Star Media
- Company type: Subsidiary/Limited company
- Industry: Mass media
- Headquarters: Christchurch, New Zealand
- Key people: Charlotte Smith-Smulders (publisher/director) Pier Smulders (publisher/director) Barry Clarke (Editor in chief)
- Products: Newspaper; Magazine; Digital;
- Parent: Allied Media
- Website: alliedmedia.co.nz

= Star Media =

News publishing company based in Christchurch, New Zealand

Star Media, formerly known as Mainland Press and Mainland Media, was a Christchurch-based media company that was a subsidiary of the New Zealand media company Allied Media (formerly Allied Press). Notable assets include the Christchurch community newspaper The Star, the South Island lifestyle magazine Style, and national magazines Kiwi Gardener, Kiwi Gardener Quarterly and Rugby News. Star Media also runs several Christchurch events including the City 2 Surf and the Home and Leisure Show. In late July 2025, Allied Press and Star Media merged into one brand called Allied Media.

==History==
===Independent era, 2007-2018===
Star Media was the trading name of CSEPS Holdings Limited, which was founded as Mainland Press Limited on 26 March 2007. As of March 2024, the company's directors are Pier and Charlotte Smulders, who also owned the company prior to its acquisition by Allied Press.

By 2011, Mainland Press was publishing the Mainland Press newspaper, the Bay Harbour News, Best Motorbuys, Buy Sell & Exchange and CC magazine and websites. Following the 2011 Christchurch earthquake, CTV relocated to the Mainland Press headquarters with the two companies collaborating to promote local news coverage and cross-media sales. On 15 September 2011, the Mainland Press newspaper launched a weekend edition.

By February 2012, Mainland Press had acquired and relaunched the national lifestyle magazine Older & Boulder, which was published in Auckland, Wellington and Christchurch with a national circulation of 160,000. In addition, the company launched the Selwyn View newspaper on 23 February 2012. On 16 February, Mainland Press relaunched three community newspapers Norwest News, Pegasus Bay News and Southern View, which had suspended publication following the 2011 Christchurch earthquake.

On 24 February 2012, Mainland Press acquired the lifestyle magazine Weekend Gardener. From 1 March 2012, the Mainland Press newspaper was published as a weekly edition on Thursdays.

On 23 August 2012, Mainland Press Limited changed its name to Mainland Media Limited. In November 2012, Mainland Media announced plans to boost Mainland Presss circulation to 75,000 by January 2013.

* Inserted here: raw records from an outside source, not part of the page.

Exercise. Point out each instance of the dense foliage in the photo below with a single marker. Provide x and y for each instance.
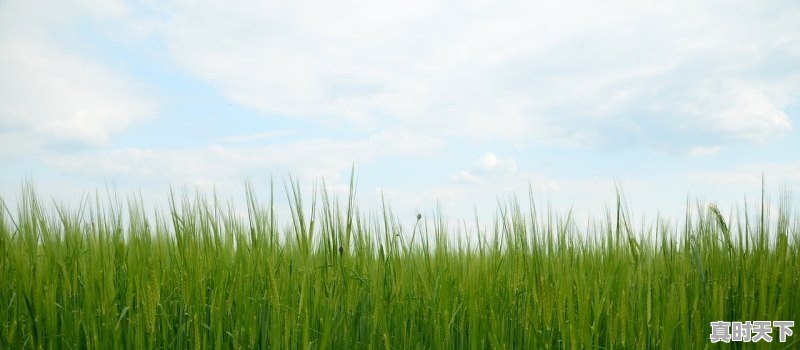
(106, 276)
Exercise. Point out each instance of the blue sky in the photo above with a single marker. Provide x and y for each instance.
(449, 102)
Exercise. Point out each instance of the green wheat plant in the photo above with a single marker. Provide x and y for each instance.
(106, 274)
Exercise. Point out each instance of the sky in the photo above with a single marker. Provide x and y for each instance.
(455, 105)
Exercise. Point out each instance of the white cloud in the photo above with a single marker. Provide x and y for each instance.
(703, 151)
(50, 94)
(576, 73)
(307, 159)
(486, 167)
(749, 175)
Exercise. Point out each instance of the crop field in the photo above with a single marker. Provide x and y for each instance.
(106, 275)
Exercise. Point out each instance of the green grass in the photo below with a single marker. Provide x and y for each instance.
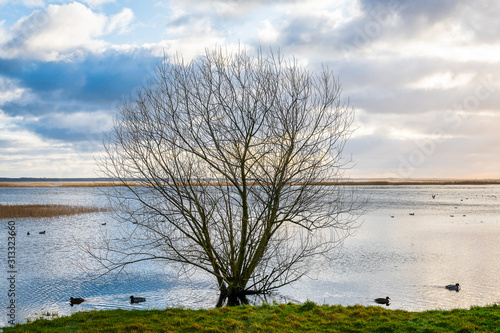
(307, 317)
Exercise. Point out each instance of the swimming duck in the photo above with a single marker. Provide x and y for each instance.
(383, 300)
(137, 299)
(76, 300)
(455, 287)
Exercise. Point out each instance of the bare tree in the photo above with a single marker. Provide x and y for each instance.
(237, 158)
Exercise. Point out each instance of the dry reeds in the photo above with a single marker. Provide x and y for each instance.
(24, 211)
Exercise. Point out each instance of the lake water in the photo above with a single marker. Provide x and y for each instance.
(410, 258)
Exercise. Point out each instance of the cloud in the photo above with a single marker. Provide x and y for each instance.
(10, 91)
(27, 3)
(63, 32)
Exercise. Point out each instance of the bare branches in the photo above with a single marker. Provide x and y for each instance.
(231, 151)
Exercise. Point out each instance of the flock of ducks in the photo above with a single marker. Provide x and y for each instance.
(79, 300)
(387, 300)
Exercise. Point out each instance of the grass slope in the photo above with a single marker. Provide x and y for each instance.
(307, 317)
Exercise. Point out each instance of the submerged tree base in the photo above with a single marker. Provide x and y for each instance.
(307, 317)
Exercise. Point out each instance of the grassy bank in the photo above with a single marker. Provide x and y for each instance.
(307, 317)
(25, 211)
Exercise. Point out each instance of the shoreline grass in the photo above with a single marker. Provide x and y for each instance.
(307, 317)
(40, 211)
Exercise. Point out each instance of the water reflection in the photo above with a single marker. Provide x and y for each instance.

On 18 April 2013, Mainland Media purchased Christchurch Star and The Oamaru Mail from APN New Zealand Media. At the time, Mainland Media was owned by Pier and Charlotte Smith-Smulders, and chaired by Allied Press director Nick Smith. Following its acquisition of The Star, the company changed its name to The Christchurch Star Company Limited on 29 July 2013.

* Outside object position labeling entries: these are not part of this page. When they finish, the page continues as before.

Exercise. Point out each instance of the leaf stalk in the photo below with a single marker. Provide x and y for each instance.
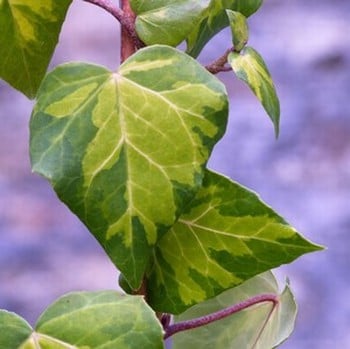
(170, 330)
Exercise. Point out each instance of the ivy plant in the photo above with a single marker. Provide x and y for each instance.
(126, 151)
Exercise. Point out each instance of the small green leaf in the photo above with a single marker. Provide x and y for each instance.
(254, 328)
(239, 29)
(215, 19)
(250, 67)
(167, 22)
(102, 319)
(29, 34)
(13, 330)
(126, 150)
(227, 236)
(83, 320)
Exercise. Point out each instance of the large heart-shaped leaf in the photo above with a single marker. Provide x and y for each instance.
(250, 67)
(167, 22)
(215, 19)
(227, 236)
(29, 34)
(125, 151)
(260, 327)
(103, 319)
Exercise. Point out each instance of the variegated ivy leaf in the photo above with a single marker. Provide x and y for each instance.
(226, 236)
(29, 33)
(239, 29)
(250, 67)
(103, 319)
(259, 327)
(167, 22)
(215, 19)
(125, 151)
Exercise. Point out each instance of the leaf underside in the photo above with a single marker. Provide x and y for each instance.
(29, 34)
(215, 19)
(227, 236)
(126, 150)
(253, 328)
(239, 29)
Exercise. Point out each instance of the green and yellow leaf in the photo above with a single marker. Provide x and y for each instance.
(167, 22)
(257, 327)
(215, 19)
(250, 67)
(29, 34)
(226, 237)
(126, 150)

===Allied Press subsidiary, 2018-2025===
On 3 July 2018, the company assumed its current name CSEP Holdings Ltd. On 1 August 2018, Star Media and its stable of community newspapers, magazines, digital platforms and events was acquired by the Dunedin-based media company Allied Press. Under Allied Press ownership, Charlotte Smith-Smulders remained as the company's Magazine's publisher.

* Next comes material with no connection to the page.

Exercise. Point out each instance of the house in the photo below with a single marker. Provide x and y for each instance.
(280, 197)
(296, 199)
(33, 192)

During the COVID-19 pandemic in New Zealand, Star Media suspended the publication of its community newspapers to comply with the New Zealand Government's lockdown policies in mid-April 2020. Steve McCaughan, the Regional Manager of Star Media, described the government's decision as devastating.

===Allied Media merger, 2025-present===
On 31 July 2025, Allied Press and Star Media combined their brands to form Allied Media. Smith-Smulders remained as magazine publisher in the merged entity while Nick Smith serves as a member of the Allied Media board.